SNIP – sniff nasal inspiratory pressure –this measures the inspiratory ability of the patient. A bung is placed in one nostril, and a pressure probe in the other. The patient is then required to take a deep breath, and the inspiratory pressure is measured

• pressure <40cm H₂O is associated with a medican survival of 6 months. Pressure <30cm H₂O is associated with a median survival of 3 months
• All respiratory function tests are less reliable in bulbar palsy patients, as these patient may have difficulty controlling their mouth, and this can affect the pressure readings – however, SNIP is usually still acceptable.
  • Respiratory function tests and SNIP are usually performed at out-patient clinic follow-ups to assess disease progression

NIV – non-invasive ventilation – is used in patients with decreased respiratory function.

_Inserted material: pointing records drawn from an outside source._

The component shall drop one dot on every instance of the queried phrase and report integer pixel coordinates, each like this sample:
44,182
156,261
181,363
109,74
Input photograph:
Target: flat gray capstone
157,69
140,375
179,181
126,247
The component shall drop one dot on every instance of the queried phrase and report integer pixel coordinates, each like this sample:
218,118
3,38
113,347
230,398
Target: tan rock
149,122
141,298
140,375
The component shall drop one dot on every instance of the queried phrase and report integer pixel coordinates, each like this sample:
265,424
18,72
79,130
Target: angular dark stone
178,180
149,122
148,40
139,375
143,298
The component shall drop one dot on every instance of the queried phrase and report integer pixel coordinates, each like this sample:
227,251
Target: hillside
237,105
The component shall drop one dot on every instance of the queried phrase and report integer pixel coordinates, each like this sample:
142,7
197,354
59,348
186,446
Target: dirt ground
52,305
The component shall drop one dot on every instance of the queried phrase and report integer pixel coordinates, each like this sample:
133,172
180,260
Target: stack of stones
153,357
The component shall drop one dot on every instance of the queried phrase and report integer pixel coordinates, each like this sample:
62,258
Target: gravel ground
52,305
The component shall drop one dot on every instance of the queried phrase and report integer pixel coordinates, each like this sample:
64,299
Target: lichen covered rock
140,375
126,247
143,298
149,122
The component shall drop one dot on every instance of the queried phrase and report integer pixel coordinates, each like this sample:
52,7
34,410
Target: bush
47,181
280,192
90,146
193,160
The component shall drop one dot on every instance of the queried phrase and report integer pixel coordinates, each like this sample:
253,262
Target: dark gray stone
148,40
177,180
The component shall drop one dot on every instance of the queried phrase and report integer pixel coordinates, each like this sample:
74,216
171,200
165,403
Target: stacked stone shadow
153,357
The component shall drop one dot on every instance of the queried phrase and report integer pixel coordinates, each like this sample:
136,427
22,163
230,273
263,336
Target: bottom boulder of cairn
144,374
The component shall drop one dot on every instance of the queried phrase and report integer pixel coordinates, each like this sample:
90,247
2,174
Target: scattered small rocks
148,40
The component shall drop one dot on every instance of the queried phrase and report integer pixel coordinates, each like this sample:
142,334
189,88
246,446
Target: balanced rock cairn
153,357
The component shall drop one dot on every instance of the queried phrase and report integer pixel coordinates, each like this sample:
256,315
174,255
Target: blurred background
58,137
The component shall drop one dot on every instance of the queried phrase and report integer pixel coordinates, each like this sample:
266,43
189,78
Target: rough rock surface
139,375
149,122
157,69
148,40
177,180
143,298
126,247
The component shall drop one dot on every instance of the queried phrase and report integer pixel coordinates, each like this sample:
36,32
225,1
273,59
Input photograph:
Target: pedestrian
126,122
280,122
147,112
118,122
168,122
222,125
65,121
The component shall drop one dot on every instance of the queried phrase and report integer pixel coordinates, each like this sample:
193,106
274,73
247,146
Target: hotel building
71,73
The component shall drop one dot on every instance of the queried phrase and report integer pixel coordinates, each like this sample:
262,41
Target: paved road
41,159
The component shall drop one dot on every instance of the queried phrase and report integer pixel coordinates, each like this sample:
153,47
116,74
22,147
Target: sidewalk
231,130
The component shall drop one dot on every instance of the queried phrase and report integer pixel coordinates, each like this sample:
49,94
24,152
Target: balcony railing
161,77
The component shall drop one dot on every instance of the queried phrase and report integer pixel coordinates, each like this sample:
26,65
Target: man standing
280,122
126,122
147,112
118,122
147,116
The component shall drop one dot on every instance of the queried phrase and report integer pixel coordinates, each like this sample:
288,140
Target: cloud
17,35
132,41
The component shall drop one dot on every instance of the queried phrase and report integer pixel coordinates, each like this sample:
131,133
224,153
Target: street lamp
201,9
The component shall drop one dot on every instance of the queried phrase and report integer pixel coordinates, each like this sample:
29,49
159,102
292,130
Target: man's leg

It improves quality of live and can lengthen life—expectancy.

• It is typically provided in the form of BiPAP – a biphasic pressure is applied via face mask. CPAP may be used in some patients, but is not as effective.
• Compliance is reduced in patients with bulbar symptoms.
• Initially, therapy may only be used at night. As the disorder progresses, patients may require 24h assistance.

Feeding

• As bulbar and pseudobulbar palsies develop, swallowing may become especially difficult. The most common form of supplemented feeding is RIG (Radiologically inserted gastrostomy). This is performed as an inpatient procedure. Patients can continue to eat normally, and initially may only use the tube as a supplement, however, as the disease continues, they become more reliant on the tube.
• Clinicians are usually keen to have the RIG procedure performed as early as possible. The risks associated with the procedure increase as the patient loses weight – which is an obvious complication of dysphagia.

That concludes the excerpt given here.